Dans cette 6ème leçon des Noms dupes errents, Lacan dit (p.97): « Ce n’est pas un modèle, parce que par rapport à ce trois, vous êtes, non pas sujet l’imaginant ou le symbolisant, vous êtes coincés, vous n’êtes que les patients de cette triplicité ». Lui tout aussi bien :
p.95. « Quand je témoigne, quand je dis que le nœud, c’est ça qui me cogite et que mon discours - pour autant qu’il est le discours analytique - en témoigne, il se trouve que, parce que j’ai fait quelques pas de plus que vous, ce nœud est borroméen. Mais il pourrait être autre !
Même s’il était autre, ma question [est] de savoir en quoi ça a rapport avec ce qui distingue la topologie de l’espace fondé par les grecs… »
Y avait-il d’autres solutions que le NOued borromen pour dé-supposer le réel ? En tout cas le nœud borroméen est la solution du problème qui consiste à faire tenir ensemble trois cercles indépendants deux à deux.

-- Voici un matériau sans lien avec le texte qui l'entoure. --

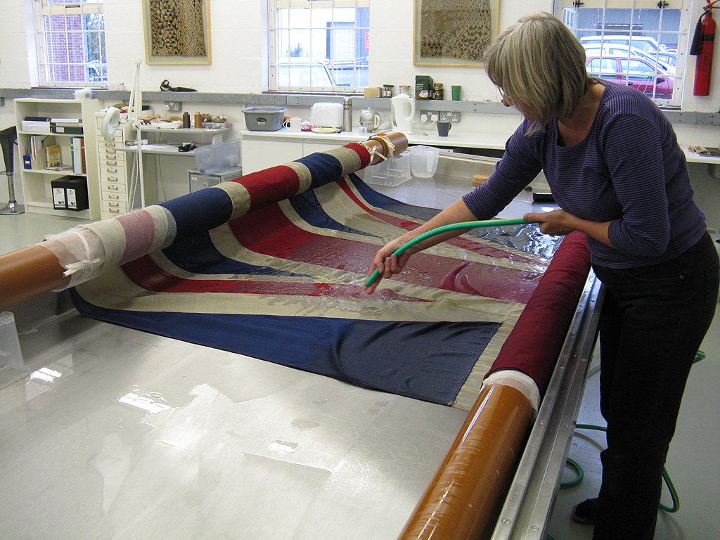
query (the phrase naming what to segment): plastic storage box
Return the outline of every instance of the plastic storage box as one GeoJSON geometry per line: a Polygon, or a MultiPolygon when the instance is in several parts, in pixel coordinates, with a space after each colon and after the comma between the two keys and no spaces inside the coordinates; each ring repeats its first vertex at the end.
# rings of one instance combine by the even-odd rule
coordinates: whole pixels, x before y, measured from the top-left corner
{"type": "Polygon", "coordinates": [[[405,151],[395,158],[386,159],[360,171],[367,184],[376,186],[399,186],[410,179],[410,152],[405,151]]]}
{"type": "Polygon", "coordinates": [[[245,126],[251,131],[277,131],[282,127],[287,107],[248,107],[243,109],[245,126]]]}
{"type": "Polygon", "coordinates": [[[240,139],[199,146],[195,155],[195,168],[201,173],[217,173],[240,165],[240,139]]]}
{"type": "Polygon", "coordinates": [[[220,182],[227,182],[243,176],[242,167],[233,167],[227,171],[217,173],[201,173],[199,171],[187,171],[188,181],[190,183],[190,193],[199,192],[206,187],[217,186],[220,182]]]}

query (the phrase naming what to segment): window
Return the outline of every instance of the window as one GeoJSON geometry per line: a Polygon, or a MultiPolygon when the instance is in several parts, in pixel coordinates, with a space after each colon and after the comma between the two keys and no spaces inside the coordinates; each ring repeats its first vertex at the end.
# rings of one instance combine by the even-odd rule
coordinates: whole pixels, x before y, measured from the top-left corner
{"type": "Polygon", "coordinates": [[[268,0],[271,90],[368,86],[370,0],[268,0]]]}
{"type": "Polygon", "coordinates": [[[107,83],[103,0],[33,0],[41,86],[107,83]]]}
{"type": "Polygon", "coordinates": [[[688,27],[682,0],[559,4],[562,21],[585,48],[589,73],[634,86],[658,104],[680,104],[688,27]]]}

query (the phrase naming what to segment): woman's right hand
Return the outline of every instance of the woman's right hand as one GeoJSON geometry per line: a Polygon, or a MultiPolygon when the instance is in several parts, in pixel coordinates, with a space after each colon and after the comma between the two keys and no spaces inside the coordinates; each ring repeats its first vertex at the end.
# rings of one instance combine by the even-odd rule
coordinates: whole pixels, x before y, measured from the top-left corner
{"type": "Polygon", "coordinates": [[[367,276],[369,278],[375,270],[377,270],[380,275],[370,285],[363,285],[363,289],[368,294],[372,294],[383,278],[387,279],[393,274],[400,274],[402,271],[402,269],[408,264],[410,256],[416,253],[416,250],[410,248],[400,255],[399,258],[394,255],[395,252],[406,243],[407,240],[396,238],[385,244],[375,254],[372,264],[370,265],[370,269],[368,270],[367,276]]]}

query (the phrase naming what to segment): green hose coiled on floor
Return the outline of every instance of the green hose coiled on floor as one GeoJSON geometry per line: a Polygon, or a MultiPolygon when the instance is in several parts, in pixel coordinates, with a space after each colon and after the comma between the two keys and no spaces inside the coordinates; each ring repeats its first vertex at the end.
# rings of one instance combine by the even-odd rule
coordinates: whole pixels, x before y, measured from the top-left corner
{"type": "MultiPolygon", "coordinates": [[[[396,257],[400,256],[402,253],[407,251],[408,249],[412,248],[413,246],[417,246],[418,243],[422,242],[423,240],[429,238],[431,236],[435,236],[436,235],[442,234],[443,233],[447,233],[449,230],[457,230],[459,229],[474,229],[477,227],[497,227],[499,225],[530,225],[531,223],[539,223],[538,221],[526,221],[522,219],[517,220],[488,220],[487,221],[464,221],[461,223],[451,223],[450,225],[443,225],[442,227],[438,227],[436,229],[433,229],[432,230],[428,230],[427,233],[421,234],[416,238],[413,238],[407,243],[403,244],[395,251],[392,254],[396,257]]],[[[370,287],[375,280],[380,275],[380,271],[375,269],[375,271],[370,274],[370,277],[367,279],[365,282],[365,287],[370,287]]]]}

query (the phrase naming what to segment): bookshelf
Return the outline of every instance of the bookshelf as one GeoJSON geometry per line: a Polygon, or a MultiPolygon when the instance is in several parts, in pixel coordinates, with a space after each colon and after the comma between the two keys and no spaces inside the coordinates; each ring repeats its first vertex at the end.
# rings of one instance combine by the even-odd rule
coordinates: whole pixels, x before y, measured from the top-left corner
{"type": "Polygon", "coordinates": [[[19,171],[26,212],[86,220],[100,218],[94,117],[100,108],[100,102],[97,99],[15,99],[17,144],[22,160],[19,171]],[[28,117],[62,119],[65,121],[58,122],[60,127],[57,130],[63,132],[48,132],[47,122],[34,120],[28,124],[25,121],[28,117]],[[78,132],[79,121],[83,126],[81,135],[78,132]],[[58,147],[60,162],[69,168],[56,170],[48,168],[47,148],[52,146],[58,147]],[[82,158],[79,158],[79,161],[76,162],[78,159],[77,153],[82,152],[82,146],[84,146],[85,172],[75,172],[73,164],[76,170],[82,170],[82,158]],[[89,206],[87,210],[59,210],[55,207],[52,183],[53,180],[59,180],[66,176],[86,179],[89,206]]]}

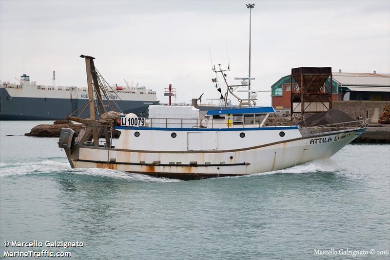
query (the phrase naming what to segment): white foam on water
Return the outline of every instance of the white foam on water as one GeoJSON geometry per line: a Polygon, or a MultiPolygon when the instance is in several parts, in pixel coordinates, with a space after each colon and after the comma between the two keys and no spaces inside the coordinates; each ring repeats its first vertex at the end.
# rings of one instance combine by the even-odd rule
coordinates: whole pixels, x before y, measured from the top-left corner
{"type": "Polygon", "coordinates": [[[97,168],[72,169],[67,161],[60,162],[46,159],[40,161],[28,162],[0,162],[0,177],[1,177],[32,174],[61,173],[61,172],[64,172],[65,174],[69,174],[70,173],[75,174],[150,182],[181,181],[179,180],[156,178],[143,174],[119,172],[108,169],[97,168]]]}
{"type": "Polygon", "coordinates": [[[69,170],[71,168],[67,161],[60,162],[44,160],[41,161],[28,162],[0,163],[0,176],[25,175],[36,173],[48,173],[69,170]]]}
{"type": "Polygon", "coordinates": [[[268,175],[277,173],[300,174],[324,172],[337,172],[344,170],[345,169],[337,165],[333,160],[331,159],[327,159],[313,160],[286,169],[259,173],[250,175],[245,175],[245,176],[268,175]]]}
{"type": "Polygon", "coordinates": [[[182,181],[182,180],[176,179],[156,178],[144,174],[119,172],[115,170],[101,169],[98,168],[72,169],[71,171],[72,173],[76,174],[107,177],[121,180],[137,180],[147,182],[173,182],[182,181]]]}

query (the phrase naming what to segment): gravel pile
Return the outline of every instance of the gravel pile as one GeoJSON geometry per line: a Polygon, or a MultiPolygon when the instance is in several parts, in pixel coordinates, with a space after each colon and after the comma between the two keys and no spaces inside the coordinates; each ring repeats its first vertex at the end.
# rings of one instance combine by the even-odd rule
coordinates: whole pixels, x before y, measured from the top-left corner
{"type": "Polygon", "coordinates": [[[326,112],[314,114],[306,120],[299,122],[302,126],[316,126],[324,124],[351,122],[355,120],[338,109],[330,109],[326,112]]]}

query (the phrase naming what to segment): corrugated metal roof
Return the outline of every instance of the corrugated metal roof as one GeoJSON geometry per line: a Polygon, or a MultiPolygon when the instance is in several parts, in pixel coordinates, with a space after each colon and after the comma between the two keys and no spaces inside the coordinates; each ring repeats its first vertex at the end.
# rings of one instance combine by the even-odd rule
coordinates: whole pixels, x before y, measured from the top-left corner
{"type": "Polygon", "coordinates": [[[341,86],[390,87],[390,74],[333,72],[333,79],[341,86]]]}
{"type": "Polygon", "coordinates": [[[351,91],[370,91],[370,92],[390,92],[390,87],[370,87],[368,86],[348,86],[351,91]]]}

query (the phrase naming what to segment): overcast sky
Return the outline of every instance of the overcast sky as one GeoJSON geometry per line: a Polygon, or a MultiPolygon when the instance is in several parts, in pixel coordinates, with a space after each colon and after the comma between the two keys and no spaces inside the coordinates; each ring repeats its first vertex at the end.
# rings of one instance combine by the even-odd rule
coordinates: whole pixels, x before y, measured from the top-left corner
{"type": "MultiPolygon", "coordinates": [[[[85,86],[84,54],[110,84],[138,82],[162,102],[169,83],[178,102],[218,98],[209,48],[214,63],[228,55],[230,84],[248,76],[249,2],[253,89],[297,67],[390,73],[390,1],[247,2],[1,0],[0,80],[25,73],[51,85],[55,70],[56,85],[85,86]]],[[[270,95],[258,104],[271,105],[270,95]]]]}

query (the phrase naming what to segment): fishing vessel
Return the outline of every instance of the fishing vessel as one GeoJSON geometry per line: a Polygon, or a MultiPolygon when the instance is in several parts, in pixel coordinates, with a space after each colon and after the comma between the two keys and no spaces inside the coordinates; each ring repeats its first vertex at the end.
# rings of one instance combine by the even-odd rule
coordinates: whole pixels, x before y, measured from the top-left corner
{"type": "MultiPolygon", "coordinates": [[[[94,58],[82,57],[89,72],[90,95],[95,91],[100,96],[104,90],[92,83],[94,58]]],[[[327,79],[319,80],[323,84],[327,79]]],[[[233,89],[227,85],[225,98],[233,89]]],[[[91,111],[106,113],[93,99],[89,106],[91,111]]],[[[307,127],[298,123],[299,117],[273,117],[274,112],[272,107],[242,107],[210,110],[202,118],[192,106],[151,106],[148,118],[129,114],[105,123],[93,112],[88,119],[69,117],[84,123],[85,130],[77,137],[63,128],[58,146],[72,168],[188,180],[268,172],[329,158],[361,134],[367,123],[363,119],[307,127]],[[115,145],[113,129],[121,132],[115,145]]]]}
{"type": "MultiPolygon", "coordinates": [[[[86,87],[39,85],[26,74],[19,81],[0,82],[0,120],[64,119],[74,111],[80,113],[79,108],[89,99],[86,87]]],[[[140,116],[146,116],[149,106],[158,103],[155,91],[137,84],[111,86],[107,95],[124,113],[140,116]]],[[[106,100],[102,97],[104,105],[106,100]]]]}

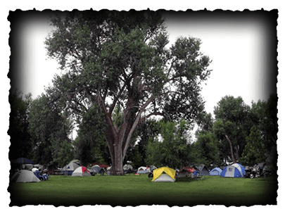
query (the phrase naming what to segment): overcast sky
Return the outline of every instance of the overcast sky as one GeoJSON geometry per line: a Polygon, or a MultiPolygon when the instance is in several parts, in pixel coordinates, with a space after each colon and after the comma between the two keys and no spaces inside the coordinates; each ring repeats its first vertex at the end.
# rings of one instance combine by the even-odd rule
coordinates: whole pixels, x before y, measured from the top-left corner
{"type": "MultiPolygon", "coordinates": [[[[245,103],[267,100],[274,92],[277,77],[276,26],[270,16],[251,11],[224,13],[176,12],[167,13],[165,25],[170,44],[179,36],[200,38],[201,50],[213,63],[210,78],[202,96],[205,109],[226,95],[241,96],[245,103]]],[[[11,38],[17,51],[11,51],[11,70],[15,86],[36,98],[44,92],[55,73],[60,74],[55,60],[49,59],[44,38],[51,32],[48,12],[27,12],[14,16],[11,38]]]]}

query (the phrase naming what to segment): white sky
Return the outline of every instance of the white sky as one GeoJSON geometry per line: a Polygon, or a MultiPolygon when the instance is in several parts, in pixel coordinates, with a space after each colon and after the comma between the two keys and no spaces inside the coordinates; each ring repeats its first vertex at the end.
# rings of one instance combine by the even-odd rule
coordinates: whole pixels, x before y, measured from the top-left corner
{"type": "MultiPolygon", "coordinates": [[[[200,38],[201,51],[213,60],[209,68],[213,71],[202,91],[208,113],[213,114],[214,106],[226,95],[241,96],[248,105],[268,99],[270,92],[265,90],[270,80],[266,22],[248,17],[199,18],[180,14],[167,16],[170,42],[179,36],[200,38]]],[[[27,16],[18,32],[20,70],[17,87],[25,94],[31,92],[33,98],[44,92],[56,73],[61,73],[56,61],[46,55],[44,41],[51,30],[48,19],[46,13],[27,16]]]]}

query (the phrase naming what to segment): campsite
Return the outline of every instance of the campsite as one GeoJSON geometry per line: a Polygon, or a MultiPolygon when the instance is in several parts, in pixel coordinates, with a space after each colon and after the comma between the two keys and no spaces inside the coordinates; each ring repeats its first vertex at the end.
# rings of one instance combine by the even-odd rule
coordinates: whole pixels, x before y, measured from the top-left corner
{"type": "Polygon", "coordinates": [[[277,177],[227,178],[203,176],[198,181],[153,182],[135,176],[51,175],[46,182],[10,183],[11,206],[207,206],[270,205],[277,199],[277,177]]]}

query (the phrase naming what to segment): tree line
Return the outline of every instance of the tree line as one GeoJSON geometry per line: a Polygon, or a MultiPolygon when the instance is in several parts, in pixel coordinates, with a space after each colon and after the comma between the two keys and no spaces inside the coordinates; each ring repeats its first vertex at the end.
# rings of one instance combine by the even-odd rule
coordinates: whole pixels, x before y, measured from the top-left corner
{"type": "MultiPolygon", "coordinates": [[[[9,94],[9,160],[26,157],[61,167],[72,159],[86,165],[96,161],[111,164],[99,108],[83,115],[72,140],[74,121],[48,100],[45,94],[32,100],[31,94],[25,97],[18,91],[9,94]]],[[[267,101],[252,102],[251,106],[241,97],[222,97],[215,107],[215,117],[205,113],[197,120],[194,139],[191,137],[193,125],[184,119],[148,120],[136,130],[123,164],[128,160],[134,168],[180,168],[203,163],[213,168],[226,159],[244,165],[265,162],[271,151],[277,149],[277,104],[275,94],[267,101]]],[[[122,111],[117,108],[115,112],[113,117],[120,125],[122,111]]],[[[272,163],[277,163],[275,157],[272,163]]]]}
{"type": "Polygon", "coordinates": [[[251,108],[241,98],[226,96],[215,119],[206,113],[201,83],[210,74],[211,60],[200,51],[197,38],[179,37],[167,48],[161,11],[74,10],[51,22],[56,30],[45,39],[46,49],[63,74],[33,101],[31,95],[9,95],[11,102],[17,100],[11,104],[15,121],[9,135],[20,127],[11,139],[19,153],[11,157],[21,151],[46,164],[63,165],[73,158],[83,164],[100,160],[112,164],[113,175],[122,175],[127,160],[137,167],[173,168],[216,164],[229,156],[248,162],[260,144],[260,153],[277,146],[272,99],[251,108]],[[25,111],[20,113],[20,108],[25,111]],[[191,141],[189,132],[195,123],[197,141],[191,141]],[[260,137],[264,141],[257,143],[260,137]]]}

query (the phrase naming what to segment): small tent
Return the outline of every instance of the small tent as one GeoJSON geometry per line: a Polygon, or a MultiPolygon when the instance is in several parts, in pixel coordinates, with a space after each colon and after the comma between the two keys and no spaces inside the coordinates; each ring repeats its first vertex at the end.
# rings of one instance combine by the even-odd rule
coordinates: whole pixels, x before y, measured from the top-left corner
{"type": "Polygon", "coordinates": [[[70,163],[68,165],[65,165],[61,170],[62,171],[74,171],[77,168],[78,168],[80,166],[75,163],[70,163]]]}
{"type": "Polygon", "coordinates": [[[242,177],[244,177],[246,175],[246,168],[244,166],[243,166],[241,164],[234,163],[232,165],[233,165],[239,169],[239,171],[241,172],[242,177]]]}
{"type": "Polygon", "coordinates": [[[167,167],[163,167],[153,170],[153,182],[174,182],[176,180],[176,170],[167,167]],[[164,172],[164,173],[163,173],[164,172]]]}
{"type": "Polygon", "coordinates": [[[219,168],[215,168],[210,171],[210,175],[220,175],[222,172],[222,170],[219,168]]]}
{"type": "Polygon", "coordinates": [[[210,175],[209,170],[207,169],[204,164],[200,164],[195,166],[196,171],[200,175],[210,175]]]}
{"type": "Polygon", "coordinates": [[[10,182],[39,182],[40,180],[38,179],[34,174],[30,170],[19,170],[16,172],[11,178],[10,182]]]}
{"type": "Polygon", "coordinates": [[[239,169],[239,168],[233,164],[225,166],[220,176],[227,177],[243,177],[244,174],[243,173],[241,168],[239,169]]]}
{"type": "Polygon", "coordinates": [[[196,171],[195,169],[190,166],[184,167],[177,172],[177,177],[186,177],[188,174],[193,173],[194,171],[196,171]]]}
{"type": "Polygon", "coordinates": [[[94,165],[92,166],[90,170],[94,170],[96,173],[99,173],[101,168],[99,165],[94,165]]]}
{"type": "Polygon", "coordinates": [[[79,176],[79,177],[83,177],[83,176],[91,176],[91,174],[89,171],[84,168],[84,166],[80,166],[77,168],[73,172],[72,175],[71,175],[72,177],[75,177],[75,176],[79,176]]]}
{"type": "Polygon", "coordinates": [[[61,168],[61,171],[66,171],[67,174],[68,175],[70,175],[72,174],[72,172],[74,172],[80,166],[75,163],[70,163],[68,165],[65,165],[63,168],[61,168]]]}
{"type": "Polygon", "coordinates": [[[149,166],[149,170],[150,171],[152,171],[152,170],[156,170],[157,169],[157,167],[156,167],[155,165],[151,165],[150,166],[149,166]]]}
{"type": "Polygon", "coordinates": [[[122,168],[124,169],[124,170],[132,170],[133,168],[132,165],[130,165],[129,164],[126,164],[122,168]]]}
{"type": "Polygon", "coordinates": [[[141,166],[137,169],[137,173],[139,174],[145,174],[145,173],[148,173],[151,172],[148,168],[144,167],[144,166],[141,166]]]}

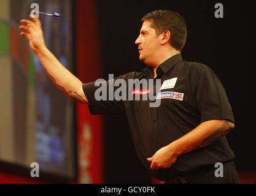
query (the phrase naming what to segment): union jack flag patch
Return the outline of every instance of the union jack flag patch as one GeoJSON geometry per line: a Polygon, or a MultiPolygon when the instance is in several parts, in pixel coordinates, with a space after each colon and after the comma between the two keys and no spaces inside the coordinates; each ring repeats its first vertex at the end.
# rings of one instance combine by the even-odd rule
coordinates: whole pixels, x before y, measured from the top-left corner
{"type": "Polygon", "coordinates": [[[157,99],[174,99],[179,100],[183,100],[184,95],[184,93],[177,92],[158,92],[157,99]]]}

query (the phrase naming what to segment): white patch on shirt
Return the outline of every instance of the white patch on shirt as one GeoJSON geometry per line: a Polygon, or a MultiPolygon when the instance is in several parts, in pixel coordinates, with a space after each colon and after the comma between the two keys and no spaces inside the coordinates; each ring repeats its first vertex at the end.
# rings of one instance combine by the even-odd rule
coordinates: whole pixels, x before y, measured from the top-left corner
{"type": "Polygon", "coordinates": [[[163,83],[162,86],[160,88],[160,90],[174,88],[177,78],[173,78],[171,79],[165,80],[163,83]]]}

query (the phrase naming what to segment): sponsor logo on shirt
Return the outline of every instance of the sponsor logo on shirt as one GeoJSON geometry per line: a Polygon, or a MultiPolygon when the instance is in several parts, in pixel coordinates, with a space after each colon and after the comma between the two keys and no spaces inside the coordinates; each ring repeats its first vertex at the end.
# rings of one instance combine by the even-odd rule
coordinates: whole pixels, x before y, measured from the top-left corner
{"type": "Polygon", "coordinates": [[[165,80],[163,83],[162,86],[161,86],[160,90],[174,88],[177,78],[173,78],[171,79],[165,80]]]}
{"type": "Polygon", "coordinates": [[[141,89],[133,89],[133,91],[131,92],[131,94],[139,94],[139,95],[144,95],[144,94],[149,94],[150,92],[150,90],[149,89],[141,90],[141,89]]]}
{"type": "Polygon", "coordinates": [[[177,92],[158,92],[157,99],[174,99],[179,100],[183,100],[184,94],[177,92]]]}

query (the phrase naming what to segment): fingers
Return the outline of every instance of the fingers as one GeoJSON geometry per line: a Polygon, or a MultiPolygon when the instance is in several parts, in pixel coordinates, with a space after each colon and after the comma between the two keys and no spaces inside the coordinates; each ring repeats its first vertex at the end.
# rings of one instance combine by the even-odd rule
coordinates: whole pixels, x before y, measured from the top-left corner
{"type": "Polygon", "coordinates": [[[29,18],[32,19],[32,20],[37,25],[41,26],[41,22],[39,19],[35,17],[34,15],[29,15],[29,18]]]}
{"type": "Polygon", "coordinates": [[[23,30],[23,31],[26,31],[27,32],[30,32],[29,28],[28,27],[27,27],[27,26],[25,26],[24,25],[20,25],[18,28],[20,29],[21,29],[21,30],[23,30]]]}
{"type": "Polygon", "coordinates": [[[152,160],[153,160],[153,157],[152,157],[151,158],[147,158],[147,161],[149,161],[149,162],[152,162],[152,160]]]}
{"type": "Polygon", "coordinates": [[[32,24],[33,23],[32,21],[31,21],[30,20],[21,20],[20,21],[20,22],[21,23],[23,23],[23,24],[26,24],[26,25],[32,24]]]}
{"type": "Polygon", "coordinates": [[[24,32],[21,32],[20,34],[21,36],[26,37],[26,39],[29,39],[29,36],[28,36],[28,34],[27,33],[24,32]]]}

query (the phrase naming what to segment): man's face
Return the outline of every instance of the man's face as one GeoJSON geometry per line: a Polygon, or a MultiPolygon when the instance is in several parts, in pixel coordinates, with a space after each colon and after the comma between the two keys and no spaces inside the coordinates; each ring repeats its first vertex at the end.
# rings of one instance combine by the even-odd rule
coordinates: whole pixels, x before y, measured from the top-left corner
{"type": "Polygon", "coordinates": [[[135,41],[135,44],[138,45],[139,59],[148,66],[154,64],[157,58],[156,51],[161,46],[160,39],[150,24],[150,21],[144,21],[139,36],[135,41]]]}

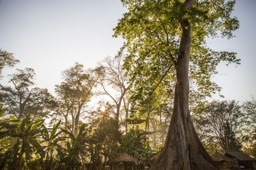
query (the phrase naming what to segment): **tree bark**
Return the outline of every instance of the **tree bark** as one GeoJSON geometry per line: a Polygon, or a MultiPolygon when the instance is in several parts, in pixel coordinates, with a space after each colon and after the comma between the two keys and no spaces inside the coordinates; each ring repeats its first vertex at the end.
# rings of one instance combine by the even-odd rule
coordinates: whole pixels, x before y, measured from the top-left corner
{"type": "Polygon", "coordinates": [[[78,128],[78,124],[79,122],[79,117],[80,116],[80,112],[81,112],[81,109],[83,105],[83,104],[85,102],[85,100],[83,100],[81,101],[81,103],[80,105],[79,105],[78,107],[78,109],[77,111],[77,113],[76,114],[76,119],[75,119],[75,128],[74,128],[74,135],[75,136],[76,136],[77,134],[78,128]]]}
{"type": "Polygon", "coordinates": [[[152,127],[153,127],[153,131],[154,132],[153,134],[153,150],[157,151],[157,147],[156,147],[156,121],[151,119],[150,119],[151,124],[152,124],[152,127]]]}
{"type": "Polygon", "coordinates": [[[22,102],[22,97],[21,95],[20,95],[20,101],[19,101],[19,116],[18,116],[18,119],[19,120],[20,120],[23,116],[23,113],[24,112],[24,110],[25,110],[25,107],[26,107],[26,105],[28,101],[28,100],[30,98],[30,96],[31,96],[32,93],[31,92],[29,93],[29,94],[26,98],[25,101],[22,102]]]}
{"type": "MultiPolygon", "coordinates": [[[[186,0],[185,9],[193,0],[186,0]]],[[[195,131],[189,111],[188,66],[192,28],[188,20],[180,21],[183,34],[176,65],[173,112],[164,147],[149,170],[217,170],[195,131]]]]}

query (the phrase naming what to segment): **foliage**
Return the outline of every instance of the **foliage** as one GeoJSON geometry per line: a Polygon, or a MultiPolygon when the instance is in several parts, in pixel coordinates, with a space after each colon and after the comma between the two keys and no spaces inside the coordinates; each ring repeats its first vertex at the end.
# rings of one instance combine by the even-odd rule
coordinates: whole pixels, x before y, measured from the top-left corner
{"type": "Polygon", "coordinates": [[[13,67],[19,61],[15,59],[13,54],[3,51],[0,49],[0,77],[2,76],[2,71],[5,67],[13,67]]]}
{"type": "Polygon", "coordinates": [[[17,72],[9,75],[14,88],[0,85],[1,103],[6,107],[7,114],[13,115],[19,120],[24,116],[23,113],[31,95],[31,86],[35,84],[34,70],[25,68],[16,69],[17,72]]]}
{"type": "Polygon", "coordinates": [[[5,157],[1,166],[8,165],[10,168],[22,168],[44,157],[45,153],[40,145],[41,134],[46,130],[44,122],[42,119],[32,122],[28,115],[21,121],[13,116],[9,120],[1,121],[0,140],[1,142],[8,143],[1,148],[5,157]]]}
{"type": "Polygon", "coordinates": [[[199,137],[212,147],[218,145],[226,152],[238,151],[248,140],[247,116],[234,100],[206,103],[193,113],[199,137]]]}

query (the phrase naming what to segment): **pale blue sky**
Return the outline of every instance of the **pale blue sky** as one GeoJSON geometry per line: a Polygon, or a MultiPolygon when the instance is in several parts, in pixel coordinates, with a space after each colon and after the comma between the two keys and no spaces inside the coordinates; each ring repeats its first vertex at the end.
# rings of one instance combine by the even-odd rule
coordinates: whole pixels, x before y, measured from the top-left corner
{"type": "MultiPolygon", "coordinates": [[[[242,60],[237,68],[221,64],[218,70],[225,75],[213,78],[227,100],[242,101],[256,94],[255,6],[255,0],[237,0],[233,14],[240,28],[236,37],[208,41],[210,47],[236,52],[242,60]]],[[[112,38],[112,29],[126,11],[119,0],[2,0],[0,48],[20,60],[15,68],[34,68],[37,86],[53,93],[61,72],[75,62],[93,68],[117,53],[123,40],[112,38]]],[[[6,69],[3,74],[13,71],[6,69]]]]}

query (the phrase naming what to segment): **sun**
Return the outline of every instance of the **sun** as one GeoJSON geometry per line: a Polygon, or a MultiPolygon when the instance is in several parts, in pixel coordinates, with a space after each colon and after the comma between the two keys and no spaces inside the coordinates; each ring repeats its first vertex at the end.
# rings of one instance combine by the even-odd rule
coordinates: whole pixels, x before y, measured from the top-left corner
{"type": "Polygon", "coordinates": [[[106,109],[106,108],[105,108],[105,107],[104,106],[103,106],[102,107],[101,107],[101,108],[100,109],[102,112],[104,112],[105,111],[105,109],[106,109]]]}

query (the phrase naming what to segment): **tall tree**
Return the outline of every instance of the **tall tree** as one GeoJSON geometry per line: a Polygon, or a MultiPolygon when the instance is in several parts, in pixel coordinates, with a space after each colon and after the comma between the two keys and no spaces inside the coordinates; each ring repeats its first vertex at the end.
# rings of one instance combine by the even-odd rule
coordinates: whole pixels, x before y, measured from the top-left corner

Avec cette particularité qu’un des cercles n’est là que pour faire trois et qu’il est ainsi délogé de la supposition pour apparaître.
Lacan admet que symbolique et imaginaire, l’espace des mots et celui des choses, c'est-à-dire, les idées des choses sont des tores pleins non enchaînés. Ce que la pluralité des langues démontre. Mais si S et I glissent l’un sur l’autre, qu’est-ce qui lie les mots à leur référent dans la langue ? Les sujets qui la parlent ou l’ont parlé ? Et si l’on ne suppose plus de sujet ?
Il faut supposer un troisième terme.
Le nœud borroméen rend compte de l’efficacité éventuelle des pratiques de langage, dont l’analyse, sur le réel d’un sujet. Si toutefois la psychanalyse ne se résume pas, comme parfois, à produire du sens, mais qu’en plus elle renoue autrement.
Va-t-on dire pour autant : « L’inconscient est nodal, donc… » ou introduisant la modalité : « si l’inconscient est nodal, alors… ». En fait Lacan va déduire la modalité de l’écriture ou non du nœud.
Notons en effet par exemple que l’indépendance deux à deux des trois dimensions n’est que contingente. La paranoïa semble témoigner d’une mise en continuité de ces trois dimensions. La psychosomatique relève d’une carence du réel : Le symbolique passe dans l’imaginaire du corps sans impossible.
Topologie et triplicité.
P. 96 « La topologie élabore un espace qui ne part que de la définition du voisinage, de la proximité ». Cette notion implique la triplicité. En effet selon la définition de Bourbaki (MD, p 424) :
« On peut dire qu’une partie A d’un ensemble E est un voisinage d’un élément a de A, si, lorsqu’on remplace a par un élément "approché", ce nouvel élément appartient encore à A ».
Rappelons que le point de départ de la théorie topologique c’est l’ensemble ouvert. « Une partie A [d’un ensemble E] est un ensemble ouvert si A contient le voisinage de chacun de ses points ». En effet il n’y a qu’avec des ensembles ouverts qu’on est sûr qu’une intersection ou une réunion d’ensembles soit un ensemble de même nature que les ensembles de départ.
Le gros intérêt de s’affranchir de la métrique, c’est « la malléabilité », la déformation continue. Quand il s’agit d’inconscient structuré comme un langage, on saisit que la métrique n’a aucune pertinence. Par contre un bord et une coupure peuvent avoir un sens et donc la notion de voisinage signifiant.
Reste pour assurer l’efficacité du nœud à supposer la consistance (p.95) mais pas seulement, il faut aussi un trou et un espace pour l’existence de ronds indépendants l’un de l’autre. Les rapports entre la géométrie de Lacan - qui aborde un chapitre jusque là non écrit en topologie mathématique – et l’espace 3D traditionnel restent à débattre. C’était l’un des objets de ma conférence.